Studies show only 15 to 20 percent of physicians are aware of the potentially serious interaction between tramadol and SSRIs. (Clinical Therapeutics 2015;37[8]:e43.) Symptoms of serotonin syndrome can range from mild to severe. It is likely that many patients with mild symptoms are simply overlooked by their physicians. Many patients who receive concomitant tramadol and SSRIs will likely have no symptoms, but it is difficult to anticipate which patients will have problems. A physician who prescribes tramadol monotherapy cannot predict whether a second physician may add other medications that can cause severe drug interactions. The use of electronic medical record systems that include drug interaction checking is encouraged.

The patient in this case either did not disclose these new medications or the psychiatrist failed to recognize the combination as dangerous. The patient then saw her own primary care provider who issued a new prescription for the same medications, apparently also not recognizing the risk of the combination. It is unfortunately common for physicians to fail to recognize the risk of serotonin syndrome from commonly prescribed drugs. (Eur J Hosp Pharm 23 March 2016 [ePub Ahead of Print].) Physicians who prescribe tramadol as part of their practice should take note of the myriad problems associated with tramadol in polypharmacy, and hospital pharmacies may play an important role in signaling the interactions and advising prescribers.

Partial List of Drugs Known to Increase Serotonin Levels

* Amphetamines and derivatives

* Ecstasy

* Dextroamphetamine

* Methamphetamine

* Sibutramine

* Analgesics

* Cyclobenzaprine

* Fentanyl

* Meperidine

* Tramadol

* Antidepressants/mood stabilizers

* Buspirone

* Lithium

* Monoamine oxidase inhibitors (selegiline, phenelzine, tranylcypromine)
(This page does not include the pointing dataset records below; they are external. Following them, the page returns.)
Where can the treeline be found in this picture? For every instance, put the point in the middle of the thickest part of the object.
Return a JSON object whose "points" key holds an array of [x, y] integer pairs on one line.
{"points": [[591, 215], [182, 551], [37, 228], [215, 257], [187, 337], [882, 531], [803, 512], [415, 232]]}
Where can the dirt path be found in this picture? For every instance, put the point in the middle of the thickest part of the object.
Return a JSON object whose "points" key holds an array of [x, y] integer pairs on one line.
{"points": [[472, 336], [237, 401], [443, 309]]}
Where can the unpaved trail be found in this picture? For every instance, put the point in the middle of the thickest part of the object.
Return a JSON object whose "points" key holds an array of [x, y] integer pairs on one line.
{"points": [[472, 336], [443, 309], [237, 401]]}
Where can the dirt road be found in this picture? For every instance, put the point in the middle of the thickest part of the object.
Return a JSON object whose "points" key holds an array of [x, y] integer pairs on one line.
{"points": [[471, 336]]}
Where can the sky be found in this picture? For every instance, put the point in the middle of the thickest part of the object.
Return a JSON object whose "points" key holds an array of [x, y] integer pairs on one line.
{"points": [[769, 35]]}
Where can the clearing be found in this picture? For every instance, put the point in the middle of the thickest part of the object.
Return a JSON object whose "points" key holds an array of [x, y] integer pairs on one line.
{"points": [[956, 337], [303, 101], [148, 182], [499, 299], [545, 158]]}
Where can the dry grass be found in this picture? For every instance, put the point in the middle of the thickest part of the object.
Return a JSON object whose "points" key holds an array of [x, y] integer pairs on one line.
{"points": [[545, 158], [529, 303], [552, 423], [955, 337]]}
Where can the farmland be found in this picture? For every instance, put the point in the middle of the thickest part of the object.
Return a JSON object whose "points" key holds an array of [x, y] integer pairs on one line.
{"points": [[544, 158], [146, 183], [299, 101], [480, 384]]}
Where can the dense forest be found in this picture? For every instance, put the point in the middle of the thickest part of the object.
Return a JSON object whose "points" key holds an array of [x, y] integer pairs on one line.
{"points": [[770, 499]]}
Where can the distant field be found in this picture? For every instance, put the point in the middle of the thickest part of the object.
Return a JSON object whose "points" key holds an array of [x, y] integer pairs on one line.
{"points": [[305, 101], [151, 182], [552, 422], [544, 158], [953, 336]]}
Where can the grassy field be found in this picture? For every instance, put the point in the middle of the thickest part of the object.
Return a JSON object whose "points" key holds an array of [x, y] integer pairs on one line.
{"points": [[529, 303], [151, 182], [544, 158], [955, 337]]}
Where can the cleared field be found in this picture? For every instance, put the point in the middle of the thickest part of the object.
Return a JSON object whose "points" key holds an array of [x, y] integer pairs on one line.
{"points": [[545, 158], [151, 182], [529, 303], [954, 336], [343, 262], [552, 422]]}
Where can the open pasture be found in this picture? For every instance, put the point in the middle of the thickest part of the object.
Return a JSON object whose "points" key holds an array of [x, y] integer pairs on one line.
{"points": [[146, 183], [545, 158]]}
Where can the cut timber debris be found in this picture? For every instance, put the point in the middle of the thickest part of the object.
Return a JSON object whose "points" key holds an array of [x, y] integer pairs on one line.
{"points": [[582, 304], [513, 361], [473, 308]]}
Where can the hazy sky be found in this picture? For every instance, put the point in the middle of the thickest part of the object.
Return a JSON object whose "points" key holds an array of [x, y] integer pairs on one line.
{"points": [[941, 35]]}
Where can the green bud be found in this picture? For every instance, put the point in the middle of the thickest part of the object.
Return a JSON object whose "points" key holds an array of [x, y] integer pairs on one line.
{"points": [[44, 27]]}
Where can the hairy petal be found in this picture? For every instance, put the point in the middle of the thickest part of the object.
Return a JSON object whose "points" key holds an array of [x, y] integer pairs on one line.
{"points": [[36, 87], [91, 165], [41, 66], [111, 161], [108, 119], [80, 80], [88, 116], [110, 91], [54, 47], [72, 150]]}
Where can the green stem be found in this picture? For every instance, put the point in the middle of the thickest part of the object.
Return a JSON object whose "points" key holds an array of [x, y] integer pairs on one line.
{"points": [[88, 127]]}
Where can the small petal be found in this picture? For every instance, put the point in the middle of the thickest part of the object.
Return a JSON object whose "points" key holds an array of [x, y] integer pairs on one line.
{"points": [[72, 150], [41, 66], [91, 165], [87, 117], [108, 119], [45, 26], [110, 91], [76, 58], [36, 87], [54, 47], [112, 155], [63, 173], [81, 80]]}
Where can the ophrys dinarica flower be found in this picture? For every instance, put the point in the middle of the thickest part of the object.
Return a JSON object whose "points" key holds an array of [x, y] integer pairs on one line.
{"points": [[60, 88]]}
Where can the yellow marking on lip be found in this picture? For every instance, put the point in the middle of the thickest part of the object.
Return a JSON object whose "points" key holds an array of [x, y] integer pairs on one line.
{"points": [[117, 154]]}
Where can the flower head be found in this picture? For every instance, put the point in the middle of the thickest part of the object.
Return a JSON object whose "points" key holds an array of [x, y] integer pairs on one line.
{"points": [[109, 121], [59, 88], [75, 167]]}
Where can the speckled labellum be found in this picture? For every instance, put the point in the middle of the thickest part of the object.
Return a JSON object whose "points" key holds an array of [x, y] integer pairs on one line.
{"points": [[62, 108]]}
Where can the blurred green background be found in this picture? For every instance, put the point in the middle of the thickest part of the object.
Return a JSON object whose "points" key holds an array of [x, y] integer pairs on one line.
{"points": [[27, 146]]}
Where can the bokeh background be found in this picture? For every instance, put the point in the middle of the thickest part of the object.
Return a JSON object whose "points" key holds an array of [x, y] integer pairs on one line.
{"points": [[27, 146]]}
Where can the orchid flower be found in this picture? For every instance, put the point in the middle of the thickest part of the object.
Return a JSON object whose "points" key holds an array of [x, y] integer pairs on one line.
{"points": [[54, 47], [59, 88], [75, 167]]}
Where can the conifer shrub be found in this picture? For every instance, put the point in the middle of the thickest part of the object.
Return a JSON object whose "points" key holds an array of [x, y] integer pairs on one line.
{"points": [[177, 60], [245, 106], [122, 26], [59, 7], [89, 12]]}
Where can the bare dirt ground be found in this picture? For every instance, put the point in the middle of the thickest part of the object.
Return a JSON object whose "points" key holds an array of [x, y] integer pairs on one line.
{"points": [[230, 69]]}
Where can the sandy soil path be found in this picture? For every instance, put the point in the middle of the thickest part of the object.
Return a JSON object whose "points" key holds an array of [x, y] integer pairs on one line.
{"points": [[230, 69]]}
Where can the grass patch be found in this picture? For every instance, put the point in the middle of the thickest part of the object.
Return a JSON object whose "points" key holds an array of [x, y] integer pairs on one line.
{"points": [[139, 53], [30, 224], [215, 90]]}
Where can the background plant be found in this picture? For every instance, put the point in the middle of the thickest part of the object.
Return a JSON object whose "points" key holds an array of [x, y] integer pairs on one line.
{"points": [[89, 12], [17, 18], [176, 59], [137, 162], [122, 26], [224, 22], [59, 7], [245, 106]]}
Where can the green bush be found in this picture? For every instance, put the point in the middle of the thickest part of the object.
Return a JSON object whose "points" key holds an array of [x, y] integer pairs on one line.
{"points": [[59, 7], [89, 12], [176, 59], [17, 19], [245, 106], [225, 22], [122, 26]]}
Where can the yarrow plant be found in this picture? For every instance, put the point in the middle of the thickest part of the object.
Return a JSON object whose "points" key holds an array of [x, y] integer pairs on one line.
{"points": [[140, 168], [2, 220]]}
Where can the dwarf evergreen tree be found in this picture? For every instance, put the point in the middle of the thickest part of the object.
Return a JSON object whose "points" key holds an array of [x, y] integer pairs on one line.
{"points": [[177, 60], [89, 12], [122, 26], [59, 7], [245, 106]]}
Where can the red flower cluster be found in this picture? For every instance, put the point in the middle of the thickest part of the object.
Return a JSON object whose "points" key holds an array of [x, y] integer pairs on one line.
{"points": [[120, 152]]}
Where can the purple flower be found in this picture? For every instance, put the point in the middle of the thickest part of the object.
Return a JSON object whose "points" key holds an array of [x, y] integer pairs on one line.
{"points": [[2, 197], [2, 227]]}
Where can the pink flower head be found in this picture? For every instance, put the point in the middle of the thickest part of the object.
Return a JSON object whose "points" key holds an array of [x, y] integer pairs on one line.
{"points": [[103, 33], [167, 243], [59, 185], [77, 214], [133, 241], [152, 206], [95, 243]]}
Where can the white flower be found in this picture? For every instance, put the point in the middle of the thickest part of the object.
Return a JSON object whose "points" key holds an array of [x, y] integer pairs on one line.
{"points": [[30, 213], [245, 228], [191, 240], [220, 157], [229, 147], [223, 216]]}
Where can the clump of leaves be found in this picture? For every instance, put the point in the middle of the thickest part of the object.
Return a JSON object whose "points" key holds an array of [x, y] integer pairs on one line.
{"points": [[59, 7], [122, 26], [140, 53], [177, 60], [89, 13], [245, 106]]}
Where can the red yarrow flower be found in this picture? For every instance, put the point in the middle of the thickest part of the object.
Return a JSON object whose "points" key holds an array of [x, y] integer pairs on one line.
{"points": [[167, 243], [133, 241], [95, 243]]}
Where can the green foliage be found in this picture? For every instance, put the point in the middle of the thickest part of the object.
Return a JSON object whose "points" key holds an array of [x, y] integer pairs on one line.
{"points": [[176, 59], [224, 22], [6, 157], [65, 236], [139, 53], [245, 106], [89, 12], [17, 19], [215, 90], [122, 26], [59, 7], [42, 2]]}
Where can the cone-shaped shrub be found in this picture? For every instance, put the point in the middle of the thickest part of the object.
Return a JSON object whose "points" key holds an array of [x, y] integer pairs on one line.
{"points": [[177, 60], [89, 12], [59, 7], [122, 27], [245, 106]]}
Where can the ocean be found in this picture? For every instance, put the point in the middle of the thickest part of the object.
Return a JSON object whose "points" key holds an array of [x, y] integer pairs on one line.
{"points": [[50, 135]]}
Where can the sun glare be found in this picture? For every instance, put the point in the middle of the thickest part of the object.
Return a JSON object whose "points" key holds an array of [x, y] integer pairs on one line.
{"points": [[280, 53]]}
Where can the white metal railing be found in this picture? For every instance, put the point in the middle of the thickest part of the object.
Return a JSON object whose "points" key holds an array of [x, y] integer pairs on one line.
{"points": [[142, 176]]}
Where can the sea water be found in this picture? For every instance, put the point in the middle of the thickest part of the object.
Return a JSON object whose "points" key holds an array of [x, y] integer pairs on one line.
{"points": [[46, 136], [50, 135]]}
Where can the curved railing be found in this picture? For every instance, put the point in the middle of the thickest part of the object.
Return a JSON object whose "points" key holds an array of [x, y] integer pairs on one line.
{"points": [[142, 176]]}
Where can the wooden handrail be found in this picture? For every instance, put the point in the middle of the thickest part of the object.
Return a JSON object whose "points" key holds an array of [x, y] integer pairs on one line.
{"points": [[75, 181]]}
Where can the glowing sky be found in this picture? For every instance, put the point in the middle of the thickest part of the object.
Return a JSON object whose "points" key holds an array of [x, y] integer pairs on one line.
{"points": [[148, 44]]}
* Selective serotonin reuptake inhibitors (SSRIs) (fluoxetine, sertraline, paroxetine, citalopram, escitalopram, dapoxetine, seproxetine, zimelidine, mesembrine)

* Serotonin-norepinephrine reuptake inhibitors (venlafaxine, duloxetine, desvenlafaxine, milnacipran)

* Serotonin 2A receptor blockers (trazodone)

* Tricyclic antidepressants (amitriptyline, imipramine, nortriptyline)

* Antiemetics (metoclopramide, ondansetron)

* Antimigraine drugs

* Carbamazepine

* Ergot Alkaloids

* Triptans

* Valproic acid

* Miscellaneous

* Cocaine

* Dextromethorphan

* Linezolid

* L-tryptophan

Dr. Barrows is a physician with Code 3 Emergency Physicians in Dallas. He trained at Baylor College of Medicine and the University of Texas, Southwestern, in Houston and Dallas, respectively.